There is an advantage to Medicaid. As a recent article pointed out, federal law protects Medicaid beneficiaries who reside in nursing homes from eviction due to nonpayment of rent and other expenses. But the law doesn’t protect non-Medicaid recipients. It also doesn’t protect Medicaid beneficiaries receiving other types of long-term care, such care provided in assisted living residences.
It’s best not to rely on Medicaid as your long-term care plan. Instead, look at the other options. One option is self-funding through a combination of income (Social Security and pensions), home equity (through a sale or reverse mortgage), and an investment portfolio.
Another option is to take out a long-term care insurance policy to fund all or a portion of expected long-term care expenses.
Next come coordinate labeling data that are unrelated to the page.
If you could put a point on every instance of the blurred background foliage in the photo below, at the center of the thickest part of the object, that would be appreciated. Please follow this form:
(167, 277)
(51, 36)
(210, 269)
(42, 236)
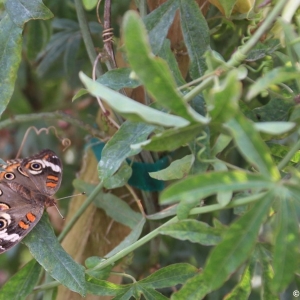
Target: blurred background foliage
(53, 53)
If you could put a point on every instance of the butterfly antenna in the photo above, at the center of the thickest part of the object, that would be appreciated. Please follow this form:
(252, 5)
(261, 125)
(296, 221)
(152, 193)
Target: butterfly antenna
(80, 194)
(59, 211)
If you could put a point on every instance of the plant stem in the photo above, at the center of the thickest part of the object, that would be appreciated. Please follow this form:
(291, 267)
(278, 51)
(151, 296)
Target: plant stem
(242, 52)
(155, 232)
(86, 35)
(80, 211)
(288, 156)
(58, 115)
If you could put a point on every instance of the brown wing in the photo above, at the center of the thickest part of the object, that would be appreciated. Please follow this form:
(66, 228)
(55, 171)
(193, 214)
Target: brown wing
(44, 170)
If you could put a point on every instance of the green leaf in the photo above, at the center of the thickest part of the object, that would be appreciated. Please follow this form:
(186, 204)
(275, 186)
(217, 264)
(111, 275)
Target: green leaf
(158, 23)
(151, 294)
(228, 255)
(286, 244)
(89, 4)
(103, 288)
(129, 108)
(176, 170)
(152, 71)
(118, 147)
(10, 57)
(169, 276)
(267, 273)
(193, 231)
(19, 286)
(45, 248)
(130, 239)
(170, 139)
(117, 79)
(275, 76)
(200, 186)
(196, 36)
(222, 99)
(274, 128)
(21, 11)
(120, 178)
(252, 147)
(113, 206)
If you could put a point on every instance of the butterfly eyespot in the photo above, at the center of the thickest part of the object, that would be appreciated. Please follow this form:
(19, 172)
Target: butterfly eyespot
(3, 223)
(36, 166)
(9, 176)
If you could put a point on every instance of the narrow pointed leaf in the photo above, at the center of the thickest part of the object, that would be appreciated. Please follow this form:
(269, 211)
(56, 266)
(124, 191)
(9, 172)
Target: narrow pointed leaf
(151, 294)
(176, 170)
(129, 108)
(267, 274)
(45, 248)
(22, 283)
(152, 71)
(200, 186)
(196, 35)
(193, 231)
(228, 255)
(118, 147)
(252, 147)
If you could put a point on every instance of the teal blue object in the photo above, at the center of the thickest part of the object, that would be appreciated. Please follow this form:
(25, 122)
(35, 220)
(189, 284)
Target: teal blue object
(140, 178)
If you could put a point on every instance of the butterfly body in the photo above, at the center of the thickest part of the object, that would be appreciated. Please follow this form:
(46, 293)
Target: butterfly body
(26, 188)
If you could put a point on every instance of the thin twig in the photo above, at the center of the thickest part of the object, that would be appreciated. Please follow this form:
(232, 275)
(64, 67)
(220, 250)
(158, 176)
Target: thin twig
(58, 115)
(86, 35)
(64, 141)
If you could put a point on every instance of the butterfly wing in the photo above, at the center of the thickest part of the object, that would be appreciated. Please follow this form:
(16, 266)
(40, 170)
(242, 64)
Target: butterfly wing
(44, 170)
(18, 215)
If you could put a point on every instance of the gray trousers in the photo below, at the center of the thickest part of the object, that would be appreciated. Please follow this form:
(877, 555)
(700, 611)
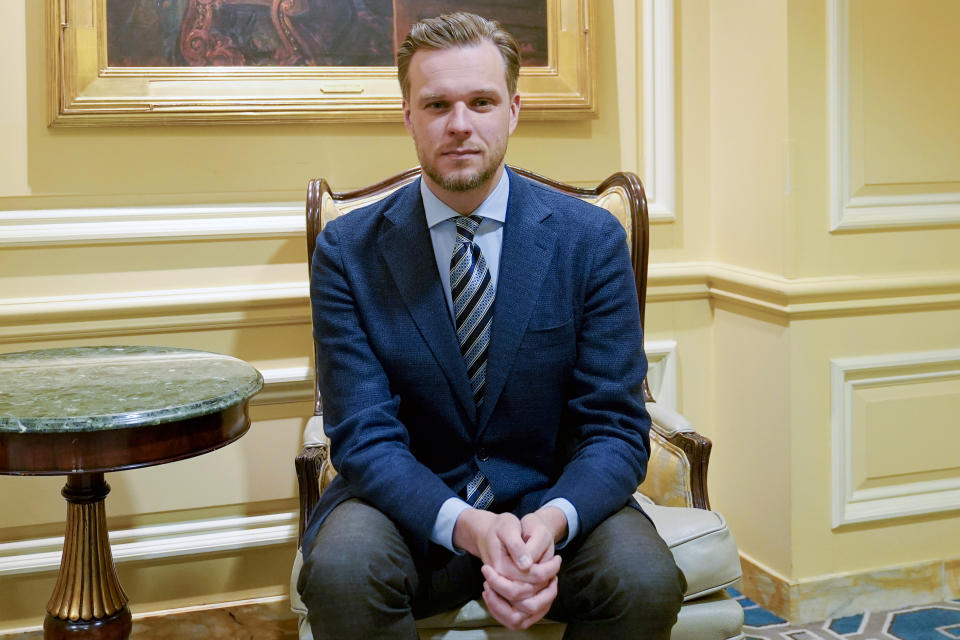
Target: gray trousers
(360, 580)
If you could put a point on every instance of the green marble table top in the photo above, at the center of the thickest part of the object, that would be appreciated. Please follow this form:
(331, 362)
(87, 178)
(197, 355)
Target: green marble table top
(101, 388)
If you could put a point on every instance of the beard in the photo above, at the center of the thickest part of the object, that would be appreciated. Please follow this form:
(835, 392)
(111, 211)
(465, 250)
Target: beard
(467, 180)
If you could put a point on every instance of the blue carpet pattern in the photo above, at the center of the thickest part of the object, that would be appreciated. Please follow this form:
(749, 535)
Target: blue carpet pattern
(928, 622)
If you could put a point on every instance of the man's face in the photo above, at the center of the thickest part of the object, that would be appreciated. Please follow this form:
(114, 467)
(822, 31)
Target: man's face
(460, 115)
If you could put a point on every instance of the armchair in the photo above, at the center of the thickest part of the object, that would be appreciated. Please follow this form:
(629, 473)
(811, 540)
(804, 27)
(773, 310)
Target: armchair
(674, 492)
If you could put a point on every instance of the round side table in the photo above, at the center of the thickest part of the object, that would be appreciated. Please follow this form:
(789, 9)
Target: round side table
(84, 411)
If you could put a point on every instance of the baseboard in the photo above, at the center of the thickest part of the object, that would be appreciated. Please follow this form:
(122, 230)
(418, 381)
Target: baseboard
(837, 595)
(267, 617)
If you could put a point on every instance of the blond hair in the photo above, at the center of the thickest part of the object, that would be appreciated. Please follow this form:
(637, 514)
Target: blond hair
(458, 30)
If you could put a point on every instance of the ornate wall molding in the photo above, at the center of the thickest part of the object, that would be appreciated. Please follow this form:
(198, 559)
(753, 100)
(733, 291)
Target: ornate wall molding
(97, 225)
(188, 538)
(659, 129)
(71, 317)
(912, 495)
(850, 212)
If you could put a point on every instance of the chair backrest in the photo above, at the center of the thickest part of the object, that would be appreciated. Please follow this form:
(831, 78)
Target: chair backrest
(621, 194)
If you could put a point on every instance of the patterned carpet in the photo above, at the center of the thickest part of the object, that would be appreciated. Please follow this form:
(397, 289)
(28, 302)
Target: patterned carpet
(929, 622)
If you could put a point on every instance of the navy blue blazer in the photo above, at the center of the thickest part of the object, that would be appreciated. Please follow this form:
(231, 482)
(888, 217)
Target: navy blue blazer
(563, 414)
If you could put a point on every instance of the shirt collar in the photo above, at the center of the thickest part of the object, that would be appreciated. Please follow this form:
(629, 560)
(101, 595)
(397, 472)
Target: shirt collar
(493, 207)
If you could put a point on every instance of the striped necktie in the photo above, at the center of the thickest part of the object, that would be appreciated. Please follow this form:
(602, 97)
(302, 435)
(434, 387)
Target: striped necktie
(472, 292)
(472, 303)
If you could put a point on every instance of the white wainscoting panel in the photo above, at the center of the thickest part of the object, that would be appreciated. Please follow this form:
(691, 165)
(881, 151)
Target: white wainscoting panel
(662, 371)
(847, 211)
(851, 504)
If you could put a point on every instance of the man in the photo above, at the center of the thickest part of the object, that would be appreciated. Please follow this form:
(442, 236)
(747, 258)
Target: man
(480, 359)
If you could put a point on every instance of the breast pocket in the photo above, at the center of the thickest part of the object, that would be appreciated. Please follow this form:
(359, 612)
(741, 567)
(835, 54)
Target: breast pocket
(543, 337)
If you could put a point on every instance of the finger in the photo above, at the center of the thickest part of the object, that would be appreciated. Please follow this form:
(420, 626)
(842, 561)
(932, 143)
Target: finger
(502, 611)
(538, 538)
(543, 572)
(510, 590)
(537, 606)
(510, 534)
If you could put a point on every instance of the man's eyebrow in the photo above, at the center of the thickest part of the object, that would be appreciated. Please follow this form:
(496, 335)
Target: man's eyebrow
(483, 91)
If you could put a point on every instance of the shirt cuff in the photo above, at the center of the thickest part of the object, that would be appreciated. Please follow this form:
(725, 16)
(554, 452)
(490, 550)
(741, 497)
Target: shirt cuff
(573, 520)
(442, 533)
You can take out a traditional long-term care insurance policy that covers any type of long-term care but pays nothing if you never need long-term care.
But more people now choose one of the hybrid or linked policies, which are annuities or permanent life insurance policies that have some type of long-term care benefit added. There are many of these policies available, and their costs and benefits vary considerably. Work with an insurance agent who considers the offerings of multiple insurers, so you’re likely to find the policy that’s the best fit for you. Or consider proposals from several insurance agents.